SUPPLY CHAIN VISIBILITY AND PERFORMANCE OF MANUFACTURING FIRMS IN NAIROBI CITY COUNTY, KENYA

David Mbugua Mwaura, Dr. Ismail Shale Noor

Abstract


Supply chain visibility plays a critical role in enhancing the efficiency and performance of manufacturing firms by enabling real-time tracking, seamless ICT integration. However, despite its importance, many manufacturing firms in Nairobi City County, Kenya, continue to face challenges in achieving full supply chain visibility, leading to inefficiencies, delays, and increased operational costs. This study sought to examine the influence of real-time tracking, ICT integration, on the performance of manufacturing firms in Nairobi City County, Kenya. The study was guided by Systems Theory and Technology Acceptance Model (TAM). The study employed a descriptive research design and targets 119 manufacturing firms with a total population of 714 managerial employees. Using Yamane’s (1967) formula, a sample size of 256 respondents was selected through simple random sampling. Primary data was collected through structured questionnaires containing closed-ended questions measured on a 5-point Likert scale. A pilot study was conducted with 14 respondents (10% of the sample size) to test the reliability of the questionnaire using Cronbach’s Alpha coefficient. Data analysis was conducted using descriptive statistics (frequency distributions, mean, standard deviation) and inferential statistics, including Pearson correlation and multiple regression analysis, to determine the relationships between variables.
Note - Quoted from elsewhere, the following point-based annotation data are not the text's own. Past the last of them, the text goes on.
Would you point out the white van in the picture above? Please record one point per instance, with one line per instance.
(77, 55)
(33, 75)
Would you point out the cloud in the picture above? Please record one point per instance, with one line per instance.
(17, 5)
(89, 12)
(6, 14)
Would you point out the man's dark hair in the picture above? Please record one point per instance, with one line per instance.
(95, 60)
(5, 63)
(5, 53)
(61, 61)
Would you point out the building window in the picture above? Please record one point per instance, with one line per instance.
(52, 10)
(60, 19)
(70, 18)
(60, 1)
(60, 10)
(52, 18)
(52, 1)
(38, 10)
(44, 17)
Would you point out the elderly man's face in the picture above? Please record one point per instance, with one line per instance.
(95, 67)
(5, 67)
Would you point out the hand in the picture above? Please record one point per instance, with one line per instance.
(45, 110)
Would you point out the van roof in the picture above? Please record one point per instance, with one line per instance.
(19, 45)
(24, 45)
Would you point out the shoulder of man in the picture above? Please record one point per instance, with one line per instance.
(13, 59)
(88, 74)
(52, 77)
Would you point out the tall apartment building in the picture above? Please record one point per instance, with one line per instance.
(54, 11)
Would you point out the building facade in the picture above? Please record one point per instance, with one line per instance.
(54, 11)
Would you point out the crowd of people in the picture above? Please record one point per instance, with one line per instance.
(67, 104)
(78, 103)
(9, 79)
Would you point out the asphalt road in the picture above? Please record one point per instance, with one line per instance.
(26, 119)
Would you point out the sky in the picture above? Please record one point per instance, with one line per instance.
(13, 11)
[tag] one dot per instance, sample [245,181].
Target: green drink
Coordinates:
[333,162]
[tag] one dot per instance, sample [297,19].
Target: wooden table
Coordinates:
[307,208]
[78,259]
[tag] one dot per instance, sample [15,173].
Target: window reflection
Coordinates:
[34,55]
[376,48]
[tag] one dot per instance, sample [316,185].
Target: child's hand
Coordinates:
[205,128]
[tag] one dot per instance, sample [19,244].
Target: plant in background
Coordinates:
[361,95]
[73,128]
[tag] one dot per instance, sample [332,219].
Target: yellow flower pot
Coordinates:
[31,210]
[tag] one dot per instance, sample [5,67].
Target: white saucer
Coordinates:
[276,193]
The study investigated the influence of supply chain visibility—operationalized through real-time tracking, ICT integration—on the performance of manufacturing firms in Nairobi City County, Kenya. Using a structured questionnaire and quantitative analysis of responses from 234 managers across various manufacturing sectors, the study found that all four visibility dimensions had a statistically significant and positive impact on firm performance. ICT integration and real-time tracking emerged as the most influential factors, enhancing operational efficiency, coordination, and decision-making. It recommends that firms invest in scalable real-time tracking technologies, adopt integrated ICT platforms through AI and real-time analytics to fully realize the benefits of visibility-driven performance.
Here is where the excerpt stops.